Interpretive Summary: One of the keys to understanding how to design effective and logical strategies for production of new products in transgenic plants, yeasts, or bacteria rests upon understanding the physical properties of the enzymes to be produced in these hosts. One of the factors that can have a profound affect is growth temperature. In the current study, transgenic yeasts carrying fatty acid desaturase 3 (FAD3) genes from tung tree and canola were grown at different temperatures. Analysis of the amount of FAD3 protein that could be produced and stably maintained revealed major differences between the tung and canola genes; the canola FAD3 was much less stable at 30 degrees Celsius than it was at 20 degrees Celsius, while tung FAD3 was equally stable at both temperatures. In some cases, the sequence of the enzyme in question can determine sensitivity or stability to temperature. The two FAD3 protein sequences were analyzed and a key residue located near the front end of the FAD3 proteins was found that differed between tung FAD3 and many other plant FAD3s, including that of canola. The role of this residue in determining protein stability, as well as the roles of a number of other factors within yeast cells that are also known to regulate protein stability, was studied in detail.
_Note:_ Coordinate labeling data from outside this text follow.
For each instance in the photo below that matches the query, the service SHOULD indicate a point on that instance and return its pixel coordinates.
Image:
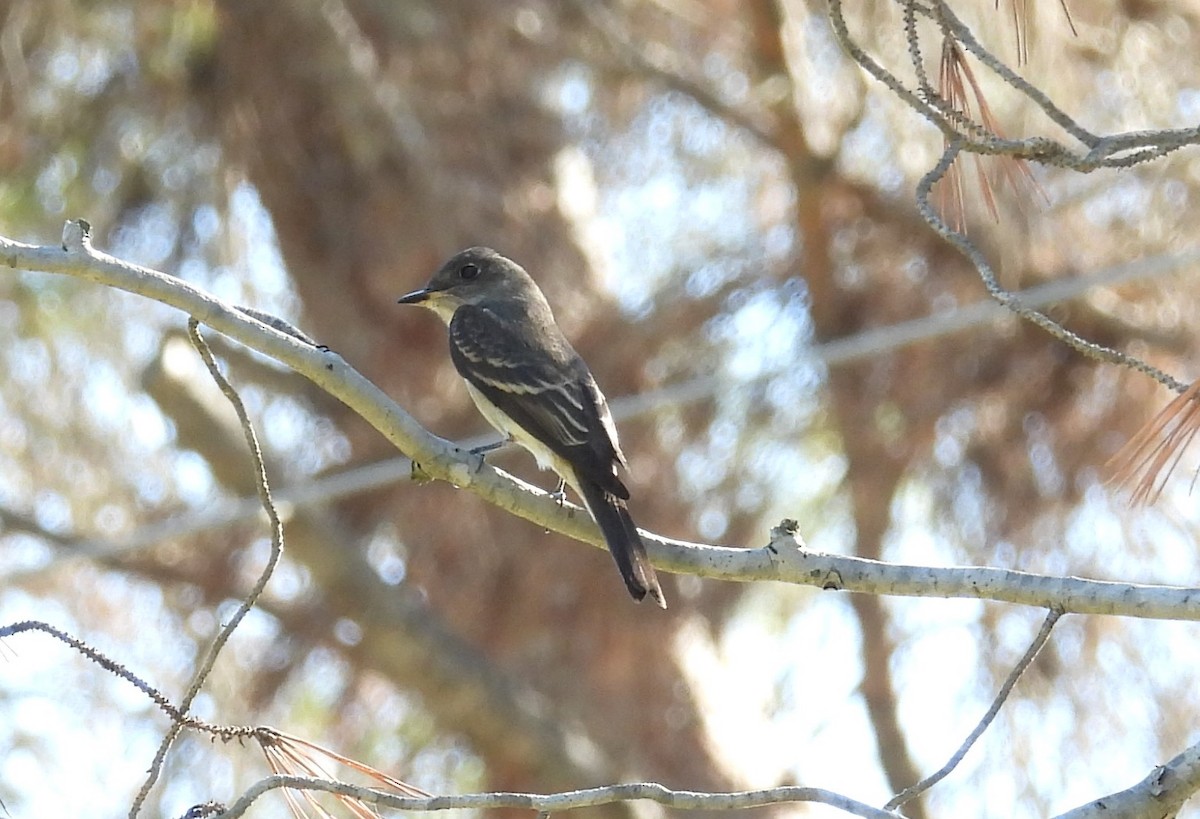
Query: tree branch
(1161, 794)
(683, 800)
(784, 560)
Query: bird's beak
(415, 297)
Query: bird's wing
(550, 393)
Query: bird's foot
(559, 494)
(481, 450)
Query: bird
(529, 383)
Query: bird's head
(477, 276)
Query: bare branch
(1008, 299)
(682, 800)
(1001, 698)
(1161, 794)
(226, 632)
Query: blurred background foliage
(707, 192)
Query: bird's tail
(624, 542)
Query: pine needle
(1144, 465)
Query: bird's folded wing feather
(550, 394)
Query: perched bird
(532, 386)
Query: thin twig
(1007, 298)
(1001, 698)
(264, 494)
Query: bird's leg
(483, 449)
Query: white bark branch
(1161, 794)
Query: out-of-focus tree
(705, 191)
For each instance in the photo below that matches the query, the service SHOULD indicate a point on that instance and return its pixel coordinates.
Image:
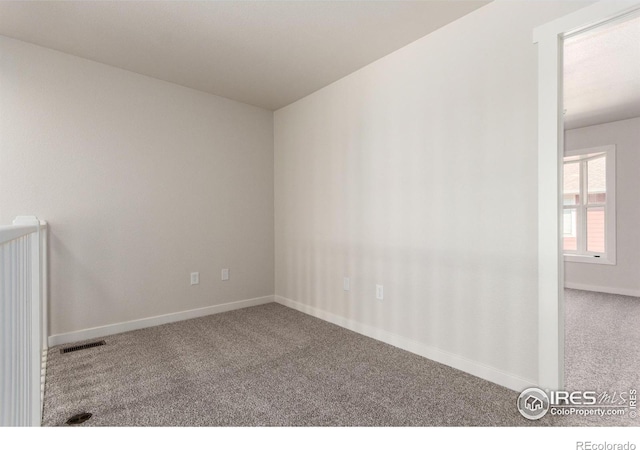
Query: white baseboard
(458, 362)
(606, 290)
(107, 330)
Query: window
(588, 225)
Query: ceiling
(602, 75)
(265, 53)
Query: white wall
(142, 182)
(418, 172)
(624, 277)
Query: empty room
(317, 214)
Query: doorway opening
(601, 206)
(551, 305)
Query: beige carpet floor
(269, 366)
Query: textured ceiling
(265, 53)
(602, 75)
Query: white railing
(23, 321)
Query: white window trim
(609, 257)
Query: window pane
(571, 183)
(569, 230)
(597, 180)
(595, 229)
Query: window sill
(589, 259)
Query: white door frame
(549, 38)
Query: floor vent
(79, 418)
(82, 347)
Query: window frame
(582, 255)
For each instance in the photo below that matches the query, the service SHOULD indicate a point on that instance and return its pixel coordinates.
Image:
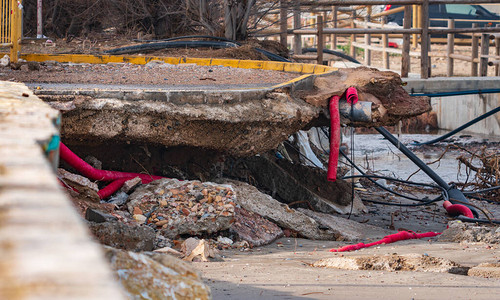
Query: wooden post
(368, 41)
(352, 50)
(405, 61)
(283, 23)
(297, 38)
(333, 37)
(415, 25)
(450, 47)
(385, 44)
(424, 45)
(15, 31)
(474, 52)
(485, 50)
(319, 47)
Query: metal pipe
(453, 192)
(361, 111)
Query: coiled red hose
(351, 95)
(95, 174)
(117, 178)
(400, 236)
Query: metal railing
(10, 26)
(419, 31)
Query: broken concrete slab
(183, 207)
(347, 230)
(392, 263)
(251, 199)
(254, 229)
(123, 236)
(156, 276)
(130, 185)
(194, 249)
(241, 122)
(486, 270)
(304, 186)
(458, 231)
(238, 127)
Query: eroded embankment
(236, 122)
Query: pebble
(186, 203)
(140, 218)
(137, 211)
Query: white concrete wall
(457, 110)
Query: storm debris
(467, 232)
(183, 207)
(392, 263)
(156, 276)
(254, 229)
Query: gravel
(153, 73)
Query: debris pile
(156, 276)
(458, 231)
(392, 263)
(183, 207)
Technical Abstract: Changes in ambient temperature represent a major physiological challenge to poikilothermic organisms that requires rapid adjustments in the composition of cellular membranes in order to preserve overall membrane dynamics and integrity. In plants, the endoplasmic reticulum-localized omega-3 fatty acid desaturases (Fad3s) contribute to this process by increasing the production of polyunsaturated fatty acids at cooler temperatures, but the desaturase genes themselves are typically not upregulated during this adaptive response. Here, we expressed two closely related FAD3 genes in yeast cells that found that differences in their steady-state protein amount of protein correlated directly with differences in amount of fatty acid product formation. The differences in protein abundance were also directly related to differences in protein half-life, rather than mRNA levels, indicating that the proteins are differentially regulated at the post-translational level. Domain swapping experiments demonstrated that a degradation signal was present in the N-terminal region of each protein, and mutagenesis experiments indicated that charge density within a PEST-like sequence was essential for regulating protein half-life. Cultivation of yeast cells at cooler temperatures resulted in a dramatic increase in the half-life of each protein, and microarray array analysis and subsequent expression studies conducted in various mutant yeast strains revealed that the Cdc48 adaptor proteins Doa1 and Shp1, and proteasomal activity, were essential components of Fad3 regulation. Collectively, these results demonstrate that the steady-state amount (and thus associated Fad3 enzyme activity) is modulated in response to temperature through a combination of N-terminal cis-acting degradation signals and specific components of the ER-associated degradation pathway.